Monday, February 20, 2012

Global Extinction: Gradual Doom as Bad as Abrupt

According to the National Science Foundation (NSF), "the deadliest mass extinction of all took a long time to kill 90 percent of Earth's marine life--and it killed in stages."  What does this mean? According to the authors of a new report, "it shows that mass extinctions need not be sudden events."

In a period called "The Great Dying" that occurred about 250 million years ago, around 90% of all living species disappeared, that is, they went extinct.  The authors of a new study published in the Geological Society of America Bulletin show a strong likelihood that this huge mass extinction was at least in part due to massive volcanic eruptions in Siberia.  Still, the authors note that this process "phased in over hundreds of thousands of years."

"The world revealed by their research is a devastated landscape, barren of vegetation and scarred by erosion from showers of acid rain, huge "dead zones" in the oceans, and runaway greenhouse warming leading to sizzling temperatures."
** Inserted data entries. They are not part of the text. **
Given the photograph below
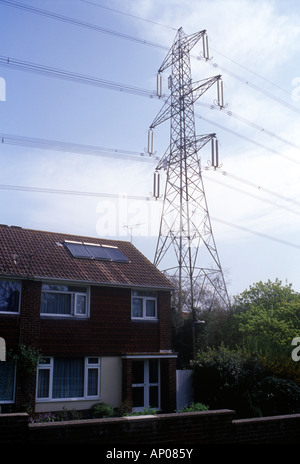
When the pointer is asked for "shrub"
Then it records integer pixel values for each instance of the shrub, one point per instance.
(193, 407)
(102, 410)
(144, 412)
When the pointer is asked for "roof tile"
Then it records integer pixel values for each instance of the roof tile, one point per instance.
(41, 254)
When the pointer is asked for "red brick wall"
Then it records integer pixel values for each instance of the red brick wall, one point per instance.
(109, 330)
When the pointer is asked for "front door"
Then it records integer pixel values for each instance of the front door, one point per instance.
(145, 384)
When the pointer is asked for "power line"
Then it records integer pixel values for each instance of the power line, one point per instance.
(73, 192)
(270, 202)
(134, 39)
(55, 145)
(79, 23)
(136, 197)
(8, 139)
(130, 15)
(254, 232)
(26, 66)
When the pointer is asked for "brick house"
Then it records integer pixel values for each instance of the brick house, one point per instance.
(99, 314)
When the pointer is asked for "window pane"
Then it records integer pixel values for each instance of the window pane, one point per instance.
(56, 303)
(92, 382)
(150, 308)
(68, 378)
(153, 370)
(7, 376)
(80, 304)
(138, 397)
(138, 372)
(137, 307)
(153, 397)
(43, 383)
(9, 296)
(144, 293)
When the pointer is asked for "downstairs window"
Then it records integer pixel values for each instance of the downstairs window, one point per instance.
(61, 378)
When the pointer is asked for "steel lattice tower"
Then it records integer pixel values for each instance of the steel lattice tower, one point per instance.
(186, 247)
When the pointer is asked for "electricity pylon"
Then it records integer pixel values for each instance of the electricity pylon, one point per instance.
(186, 247)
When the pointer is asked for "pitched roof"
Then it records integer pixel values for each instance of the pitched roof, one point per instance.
(43, 255)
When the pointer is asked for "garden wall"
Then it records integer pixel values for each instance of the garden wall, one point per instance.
(206, 427)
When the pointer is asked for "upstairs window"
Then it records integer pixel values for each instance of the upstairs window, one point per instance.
(10, 292)
(63, 300)
(143, 305)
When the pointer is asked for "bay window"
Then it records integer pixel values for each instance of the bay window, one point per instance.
(61, 378)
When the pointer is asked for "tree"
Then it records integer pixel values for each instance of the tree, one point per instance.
(267, 318)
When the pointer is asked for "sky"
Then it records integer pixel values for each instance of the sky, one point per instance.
(77, 97)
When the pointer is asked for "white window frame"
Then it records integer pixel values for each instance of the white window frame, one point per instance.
(138, 294)
(20, 295)
(12, 400)
(147, 384)
(74, 297)
(50, 366)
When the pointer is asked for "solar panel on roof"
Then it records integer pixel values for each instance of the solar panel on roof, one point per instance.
(116, 255)
(95, 251)
(77, 250)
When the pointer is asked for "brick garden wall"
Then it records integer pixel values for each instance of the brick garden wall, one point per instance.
(207, 427)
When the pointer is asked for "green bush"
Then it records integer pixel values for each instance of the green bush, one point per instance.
(102, 410)
(194, 407)
(145, 412)
(230, 379)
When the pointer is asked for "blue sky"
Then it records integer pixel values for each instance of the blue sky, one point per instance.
(253, 199)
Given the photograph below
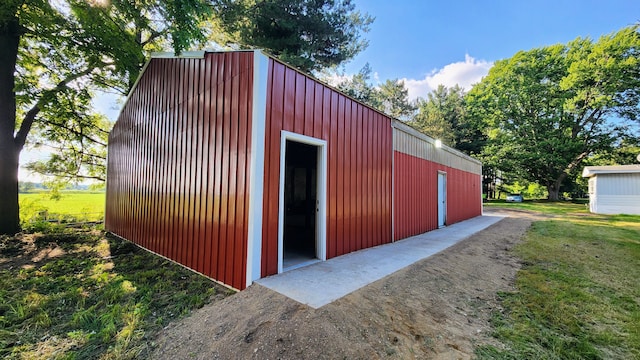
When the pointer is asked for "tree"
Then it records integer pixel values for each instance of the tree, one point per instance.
(393, 99)
(56, 55)
(444, 115)
(359, 87)
(308, 34)
(548, 109)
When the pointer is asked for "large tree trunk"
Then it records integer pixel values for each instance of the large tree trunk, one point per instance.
(9, 150)
(554, 188)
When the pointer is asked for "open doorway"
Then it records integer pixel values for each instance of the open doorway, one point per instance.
(302, 202)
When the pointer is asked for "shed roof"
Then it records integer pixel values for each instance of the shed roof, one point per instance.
(590, 171)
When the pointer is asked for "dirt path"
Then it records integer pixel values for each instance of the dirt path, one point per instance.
(437, 308)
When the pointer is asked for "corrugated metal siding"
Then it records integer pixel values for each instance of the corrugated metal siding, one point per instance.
(178, 166)
(409, 141)
(359, 162)
(615, 194)
(416, 195)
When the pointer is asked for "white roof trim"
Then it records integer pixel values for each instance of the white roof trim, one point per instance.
(185, 54)
(590, 171)
(402, 126)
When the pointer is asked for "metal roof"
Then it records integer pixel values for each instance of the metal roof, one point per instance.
(590, 171)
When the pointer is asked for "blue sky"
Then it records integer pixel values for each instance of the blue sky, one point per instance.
(426, 42)
(433, 42)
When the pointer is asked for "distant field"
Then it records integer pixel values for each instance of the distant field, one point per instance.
(84, 205)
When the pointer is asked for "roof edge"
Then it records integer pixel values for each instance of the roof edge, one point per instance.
(402, 126)
(590, 171)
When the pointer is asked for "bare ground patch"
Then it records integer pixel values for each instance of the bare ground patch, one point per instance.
(437, 308)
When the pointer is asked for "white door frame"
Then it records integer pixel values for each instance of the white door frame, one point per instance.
(442, 199)
(321, 192)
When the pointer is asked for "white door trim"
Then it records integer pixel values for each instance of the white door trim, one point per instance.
(442, 199)
(321, 214)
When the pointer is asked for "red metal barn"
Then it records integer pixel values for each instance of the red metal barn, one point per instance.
(239, 167)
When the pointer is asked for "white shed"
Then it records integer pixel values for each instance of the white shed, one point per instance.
(614, 189)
So what caused the changes that led to the extinction of most of life on Earth?  According to the researchers, volcanic lava flowing "through a large coal deposit...released lots of methane when it burned through the coal. Methane is 30 times more effective as a greenhouse gas than carbon dioxide."  And that set the stage for a massive greenhouse effect that overwhelmed the natural balance.  According to researcher Thomas Algeo:

"We're not sure how long the greenhouse effect lasted, but it seems to have been tens or hundreds of thousands of years."